Mannheimer Zentrum für Europäische Sozialforschung (MZES); Universität Mannheim; Columbia University

Sociologists from the University of Mannheim and Columbia University recommend dividing classes according to the friendship networks of the students. They have published the first independently peer-reviewed study on the subject of group splitting, switching classes and Covid-19 in European schools.

  • Disziplin: Sozial, Bildung
  • Forschungsmethode: Quantitativ
  • Forschungsdesign: Sekundäranalyse, Weitere Daten (z. B. Einzelinterview, Web Scraping, Laborwerte etc.)
  • Erhebungsstatus: Erhebung abgeschlossen, Ergebnisse veröffentlicht, Daten zugänglich

Ziele der Studie

To safely operate schools in pandemic conditions, strategies that lower the risk of in-school infection are needed to reduce the spread of SARS-CoV-2. Specifically, decomposing the student population into smaller isolated units may reduce the risk of large infection clusters. While research on social distancing measures in schools is still scant, emerging evidence from modelling studies for schools in the US suggests that reducing group size can indeed help reduce infections.
The researchers of this study examined the effectiveness of different strategies to divide classrooms in curbing the spread of SARS-CoV-2 in European Schools.

Studiendesign/Umsetzung

They compare four cohorting strategies to a baseline scenario with undivided classrooms with considering random cohorting first, which randomly divides classrooms into two equally-sized cohorts. Unlike the remaining strategies, random cohorting does not account for students’ out-of-school contacts, so contacts that span cohorts can still serve as transmission channels. By contrast, the first network-based strategy splits cohorts by gender, exploiting strong gender segregation in adolescents’ networks, so that many resulting out-of-school contacts are within rather than between cohorts.
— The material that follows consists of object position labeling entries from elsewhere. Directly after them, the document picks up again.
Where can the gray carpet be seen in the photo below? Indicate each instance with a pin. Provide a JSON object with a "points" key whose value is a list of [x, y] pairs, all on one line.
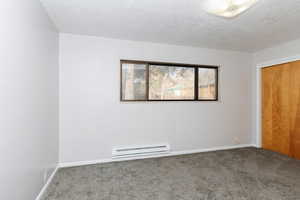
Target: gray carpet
{"points": [[247, 173]]}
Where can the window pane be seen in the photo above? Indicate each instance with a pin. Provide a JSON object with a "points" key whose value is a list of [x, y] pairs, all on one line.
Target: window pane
{"points": [[133, 81], [171, 83], [207, 84]]}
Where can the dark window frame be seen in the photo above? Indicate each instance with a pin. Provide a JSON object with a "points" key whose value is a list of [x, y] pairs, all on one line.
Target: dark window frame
{"points": [[196, 87]]}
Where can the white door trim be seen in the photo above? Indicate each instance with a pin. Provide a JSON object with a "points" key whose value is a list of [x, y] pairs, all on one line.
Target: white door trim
{"points": [[258, 91]]}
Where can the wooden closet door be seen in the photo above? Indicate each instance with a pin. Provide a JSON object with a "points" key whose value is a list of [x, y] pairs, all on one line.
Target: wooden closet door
{"points": [[295, 109], [281, 109]]}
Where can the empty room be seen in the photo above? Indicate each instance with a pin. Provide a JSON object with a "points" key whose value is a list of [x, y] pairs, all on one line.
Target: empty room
{"points": [[150, 100]]}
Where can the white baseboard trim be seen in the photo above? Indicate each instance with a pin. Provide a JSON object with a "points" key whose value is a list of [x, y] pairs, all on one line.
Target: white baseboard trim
{"points": [[47, 184], [172, 153]]}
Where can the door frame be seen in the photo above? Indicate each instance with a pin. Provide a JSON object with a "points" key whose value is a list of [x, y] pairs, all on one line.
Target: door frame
{"points": [[258, 114]]}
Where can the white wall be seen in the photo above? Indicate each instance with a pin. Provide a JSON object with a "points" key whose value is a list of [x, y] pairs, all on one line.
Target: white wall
{"points": [[28, 98], [277, 54], [93, 120]]}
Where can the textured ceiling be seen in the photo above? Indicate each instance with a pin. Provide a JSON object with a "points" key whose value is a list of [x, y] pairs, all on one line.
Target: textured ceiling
{"points": [[181, 22]]}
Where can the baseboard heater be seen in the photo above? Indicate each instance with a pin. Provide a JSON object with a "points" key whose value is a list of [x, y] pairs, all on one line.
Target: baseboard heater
{"points": [[140, 151]]}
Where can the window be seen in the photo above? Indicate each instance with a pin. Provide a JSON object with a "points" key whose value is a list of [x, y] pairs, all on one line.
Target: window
{"points": [[154, 81]]}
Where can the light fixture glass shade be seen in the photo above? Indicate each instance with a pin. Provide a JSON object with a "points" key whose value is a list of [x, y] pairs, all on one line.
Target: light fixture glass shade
{"points": [[227, 8]]}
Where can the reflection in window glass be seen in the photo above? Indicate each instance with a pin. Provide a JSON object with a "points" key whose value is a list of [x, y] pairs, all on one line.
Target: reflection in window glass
{"points": [[133, 81], [171, 83], [207, 84]]}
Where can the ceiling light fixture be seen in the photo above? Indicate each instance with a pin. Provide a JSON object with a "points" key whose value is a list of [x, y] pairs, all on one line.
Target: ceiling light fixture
{"points": [[227, 8]]}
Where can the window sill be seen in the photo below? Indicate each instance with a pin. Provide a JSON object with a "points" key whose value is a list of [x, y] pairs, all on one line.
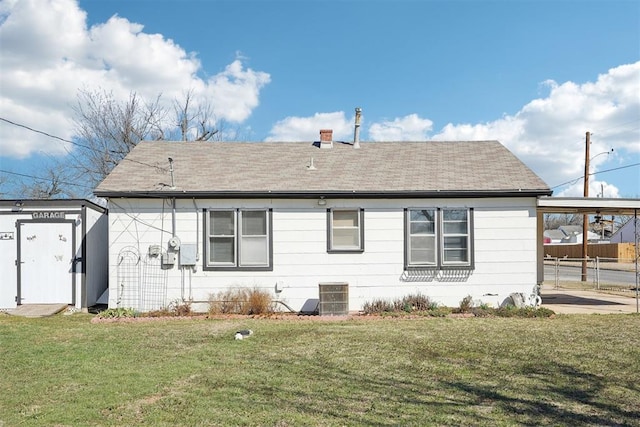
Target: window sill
{"points": [[265, 268], [345, 251]]}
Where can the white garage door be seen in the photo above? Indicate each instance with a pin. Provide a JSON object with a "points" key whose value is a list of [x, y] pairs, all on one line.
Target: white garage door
{"points": [[46, 263]]}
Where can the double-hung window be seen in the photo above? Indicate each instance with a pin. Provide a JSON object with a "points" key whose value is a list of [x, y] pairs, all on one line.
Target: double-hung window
{"points": [[455, 237], [238, 239], [439, 238], [345, 230], [421, 239]]}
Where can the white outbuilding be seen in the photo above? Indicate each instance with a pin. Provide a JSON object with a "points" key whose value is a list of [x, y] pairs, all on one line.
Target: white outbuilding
{"points": [[52, 252]]}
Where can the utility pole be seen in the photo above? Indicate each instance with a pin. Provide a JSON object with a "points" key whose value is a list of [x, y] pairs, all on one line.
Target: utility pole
{"points": [[585, 217]]}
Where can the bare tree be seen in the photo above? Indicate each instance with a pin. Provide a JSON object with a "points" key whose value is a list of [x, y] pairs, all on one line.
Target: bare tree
{"points": [[107, 130], [53, 187], [198, 120]]}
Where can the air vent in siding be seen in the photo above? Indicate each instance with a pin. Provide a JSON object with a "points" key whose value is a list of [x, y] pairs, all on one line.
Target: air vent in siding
{"points": [[334, 299]]}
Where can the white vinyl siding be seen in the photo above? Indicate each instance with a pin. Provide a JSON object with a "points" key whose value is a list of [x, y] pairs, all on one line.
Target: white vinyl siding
{"points": [[502, 249]]}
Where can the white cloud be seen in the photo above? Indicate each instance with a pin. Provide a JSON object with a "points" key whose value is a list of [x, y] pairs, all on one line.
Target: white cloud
{"points": [[407, 128], [308, 128], [48, 53], [548, 134]]}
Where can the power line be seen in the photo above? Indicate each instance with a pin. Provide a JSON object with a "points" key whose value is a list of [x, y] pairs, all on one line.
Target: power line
{"points": [[37, 178], [45, 133], [74, 143], [595, 173]]}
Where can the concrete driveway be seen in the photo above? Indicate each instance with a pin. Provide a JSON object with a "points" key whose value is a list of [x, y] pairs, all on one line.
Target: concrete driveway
{"points": [[573, 301]]}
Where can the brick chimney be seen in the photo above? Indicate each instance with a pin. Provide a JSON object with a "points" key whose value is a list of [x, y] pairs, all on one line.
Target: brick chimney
{"points": [[326, 138]]}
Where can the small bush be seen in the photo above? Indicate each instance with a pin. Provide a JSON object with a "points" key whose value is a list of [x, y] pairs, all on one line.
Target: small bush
{"points": [[114, 313], [259, 302], [412, 303], [377, 306], [466, 304], [241, 301]]}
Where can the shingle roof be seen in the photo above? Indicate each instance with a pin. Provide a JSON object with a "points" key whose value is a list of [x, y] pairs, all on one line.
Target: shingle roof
{"points": [[219, 168]]}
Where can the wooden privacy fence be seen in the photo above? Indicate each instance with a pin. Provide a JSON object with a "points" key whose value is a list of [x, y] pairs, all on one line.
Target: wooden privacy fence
{"points": [[624, 252]]}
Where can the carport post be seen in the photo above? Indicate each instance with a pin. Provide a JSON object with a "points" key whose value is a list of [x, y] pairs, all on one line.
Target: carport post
{"points": [[637, 255], [585, 217]]}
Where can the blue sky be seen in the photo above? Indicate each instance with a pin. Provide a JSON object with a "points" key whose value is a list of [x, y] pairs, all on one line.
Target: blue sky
{"points": [[535, 75]]}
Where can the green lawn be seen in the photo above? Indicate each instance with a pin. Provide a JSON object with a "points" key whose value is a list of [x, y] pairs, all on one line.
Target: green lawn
{"points": [[567, 370]]}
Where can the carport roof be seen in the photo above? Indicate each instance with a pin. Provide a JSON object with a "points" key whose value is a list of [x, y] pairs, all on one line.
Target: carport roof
{"points": [[588, 205]]}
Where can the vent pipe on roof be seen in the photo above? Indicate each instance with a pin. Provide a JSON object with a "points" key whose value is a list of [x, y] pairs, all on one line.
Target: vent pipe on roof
{"points": [[173, 185], [326, 138], [356, 132]]}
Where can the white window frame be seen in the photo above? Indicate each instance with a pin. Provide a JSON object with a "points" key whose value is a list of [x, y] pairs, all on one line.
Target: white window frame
{"points": [[466, 235], [440, 262], [410, 235], [331, 246], [238, 263]]}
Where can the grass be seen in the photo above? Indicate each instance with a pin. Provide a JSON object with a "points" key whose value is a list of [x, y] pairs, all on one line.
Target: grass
{"points": [[567, 370]]}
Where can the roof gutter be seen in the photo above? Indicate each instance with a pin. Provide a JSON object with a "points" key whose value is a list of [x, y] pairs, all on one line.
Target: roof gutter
{"points": [[329, 193]]}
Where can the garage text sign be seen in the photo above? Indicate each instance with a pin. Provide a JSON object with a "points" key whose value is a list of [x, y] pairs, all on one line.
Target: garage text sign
{"points": [[48, 215]]}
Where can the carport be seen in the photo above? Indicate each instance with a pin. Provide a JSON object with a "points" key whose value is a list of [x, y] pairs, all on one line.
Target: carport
{"points": [[587, 206]]}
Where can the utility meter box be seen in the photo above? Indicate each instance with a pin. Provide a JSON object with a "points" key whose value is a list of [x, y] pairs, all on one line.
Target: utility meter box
{"points": [[188, 254]]}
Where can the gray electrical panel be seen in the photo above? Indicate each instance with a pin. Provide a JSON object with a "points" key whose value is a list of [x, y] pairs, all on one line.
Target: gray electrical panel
{"points": [[188, 254]]}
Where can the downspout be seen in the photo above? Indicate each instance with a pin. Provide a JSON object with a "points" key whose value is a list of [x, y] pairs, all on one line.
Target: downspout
{"points": [[173, 200], [356, 131]]}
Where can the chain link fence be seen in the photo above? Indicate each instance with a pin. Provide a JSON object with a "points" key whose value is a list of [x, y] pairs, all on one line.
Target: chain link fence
{"points": [[606, 274]]}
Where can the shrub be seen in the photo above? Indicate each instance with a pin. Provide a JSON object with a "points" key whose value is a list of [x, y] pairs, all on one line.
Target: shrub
{"points": [[113, 313], [412, 303], [377, 306], [241, 301], [259, 302], [466, 304]]}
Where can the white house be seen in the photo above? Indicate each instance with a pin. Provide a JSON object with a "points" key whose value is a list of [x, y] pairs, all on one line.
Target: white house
{"points": [[627, 233], [53, 252], [321, 222]]}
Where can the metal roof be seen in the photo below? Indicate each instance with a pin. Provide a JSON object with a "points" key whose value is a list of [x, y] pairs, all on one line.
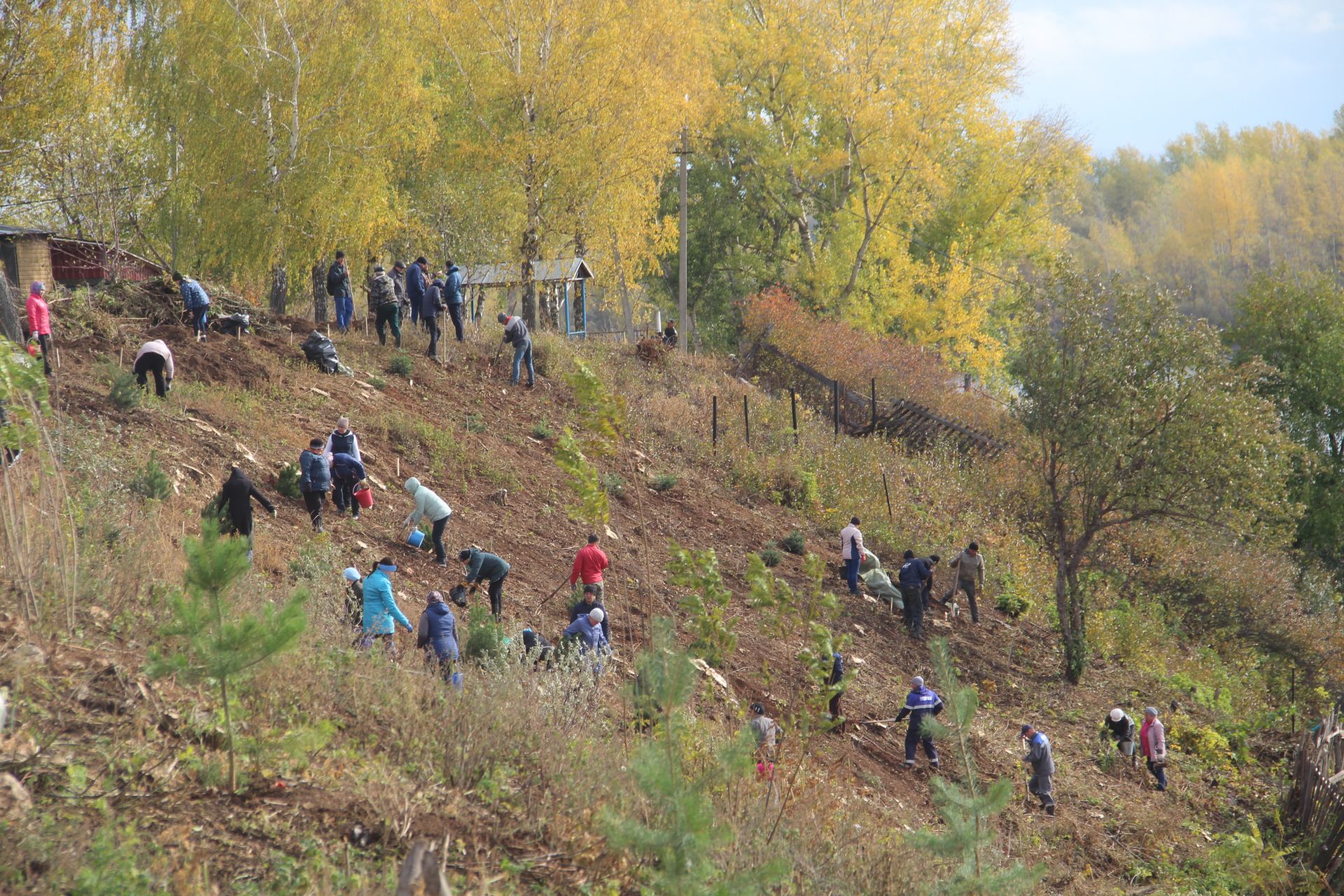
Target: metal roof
{"points": [[7, 230], [543, 272]]}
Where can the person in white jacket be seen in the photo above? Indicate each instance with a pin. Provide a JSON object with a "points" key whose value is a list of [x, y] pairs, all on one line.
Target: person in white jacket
{"points": [[851, 551], [433, 508], [155, 358]]}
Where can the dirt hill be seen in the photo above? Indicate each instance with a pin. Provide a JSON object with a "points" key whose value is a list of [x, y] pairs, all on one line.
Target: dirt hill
{"points": [[93, 738]]}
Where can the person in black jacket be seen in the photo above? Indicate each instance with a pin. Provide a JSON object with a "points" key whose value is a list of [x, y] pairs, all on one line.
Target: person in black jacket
{"points": [[584, 606], [237, 498]]}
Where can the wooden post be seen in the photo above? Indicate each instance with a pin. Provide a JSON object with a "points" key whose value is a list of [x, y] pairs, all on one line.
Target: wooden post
{"points": [[793, 409], [891, 519], [873, 400], [835, 406]]}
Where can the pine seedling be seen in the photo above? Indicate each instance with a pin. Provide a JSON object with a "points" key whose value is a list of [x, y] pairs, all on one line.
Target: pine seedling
{"points": [[706, 602], [678, 834], [969, 809], [210, 638]]}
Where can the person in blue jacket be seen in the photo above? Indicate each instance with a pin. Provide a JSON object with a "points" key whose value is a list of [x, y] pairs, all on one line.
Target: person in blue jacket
{"points": [[483, 566], [454, 296], [437, 634], [913, 580], [347, 472], [921, 704], [588, 633], [195, 300], [382, 615], [416, 286], [315, 481]]}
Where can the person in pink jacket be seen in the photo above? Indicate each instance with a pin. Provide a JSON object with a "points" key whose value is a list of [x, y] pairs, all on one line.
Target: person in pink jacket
{"points": [[1152, 739], [39, 321]]}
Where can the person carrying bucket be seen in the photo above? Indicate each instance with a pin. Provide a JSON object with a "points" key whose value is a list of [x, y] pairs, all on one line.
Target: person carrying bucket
{"points": [[382, 615], [433, 508]]}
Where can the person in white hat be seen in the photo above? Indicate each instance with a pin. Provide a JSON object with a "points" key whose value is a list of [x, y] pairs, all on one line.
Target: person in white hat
{"points": [[1121, 729]]}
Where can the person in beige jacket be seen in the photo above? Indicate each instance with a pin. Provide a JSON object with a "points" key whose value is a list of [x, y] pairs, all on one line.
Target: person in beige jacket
{"points": [[968, 571]]}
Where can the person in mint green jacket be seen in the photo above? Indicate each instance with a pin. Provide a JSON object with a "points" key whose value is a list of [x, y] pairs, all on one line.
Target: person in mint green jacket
{"points": [[382, 615], [433, 508]]}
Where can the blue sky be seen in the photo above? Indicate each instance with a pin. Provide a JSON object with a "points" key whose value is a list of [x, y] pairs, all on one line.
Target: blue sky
{"points": [[1142, 73]]}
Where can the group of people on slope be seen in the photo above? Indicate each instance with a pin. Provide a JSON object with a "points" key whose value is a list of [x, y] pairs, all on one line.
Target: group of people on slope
{"points": [[916, 577], [371, 609]]}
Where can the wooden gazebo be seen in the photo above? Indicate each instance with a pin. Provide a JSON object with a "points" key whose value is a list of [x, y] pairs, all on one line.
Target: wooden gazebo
{"points": [[561, 289]]}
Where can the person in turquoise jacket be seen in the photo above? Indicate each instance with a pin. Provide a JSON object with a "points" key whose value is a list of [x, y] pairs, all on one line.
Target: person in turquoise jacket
{"points": [[382, 615], [433, 508]]}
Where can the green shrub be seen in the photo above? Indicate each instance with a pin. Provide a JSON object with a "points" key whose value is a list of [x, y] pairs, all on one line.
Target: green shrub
{"points": [[484, 638], [151, 482], [124, 391], [288, 481], [613, 484], [663, 482]]}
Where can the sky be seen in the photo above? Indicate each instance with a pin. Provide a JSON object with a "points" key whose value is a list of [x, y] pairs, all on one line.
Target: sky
{"points": [[1140, 73]]}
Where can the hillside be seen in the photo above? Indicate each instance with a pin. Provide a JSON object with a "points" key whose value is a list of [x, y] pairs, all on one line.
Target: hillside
{"points": [[511, 776]]}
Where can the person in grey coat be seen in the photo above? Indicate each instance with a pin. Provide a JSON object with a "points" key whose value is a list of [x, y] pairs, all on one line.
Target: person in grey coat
{"points": [[1042, 767]]}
This gender-split cohorting strategy is easy to implement, but cross-gender friendships or romantic relationships may undermine its efficiency. The second network-based strategy, optimized cohorting, explicitly uses information on students’ self-reported out-of-school contacts to form cohorts that minimize the number of cross-cohort contacts. By definition, this strategy produces the cleanest separation of cohorts and should thus be most effective in preventing cross-cohort infection. However, it requires teachers to know students’ out-of-school contact networks and optimize cohorts accordingly, and is thus hard to implement in practice. As a third network-based strategy, they therefore propose a network chain cohorting approach that uses an easy-to-implement in-class nomination procedure to approximate the optimization strategy. In this strategy, an initial student who is well-connected—such as a class representative—names all of her in-class out-of-school contacts, and the resulting set of students forms the basis for the first cohort. Subsequently, the listed out-of-school contacts name their out-of-school contacts, who also become members of the first cohort. The process continues until half of the classroom is allocated to the first cohort, and the remaining students form the second cohort.

Datenverfügbarkeit

Data can be requested from https://doi.org/10.4232/cils4eu.5656.3.3.0

For data access to be granted, a data access agreement has to be signed and a short research proposal has to be submitted and approved. Data are available for academic research and teaching only.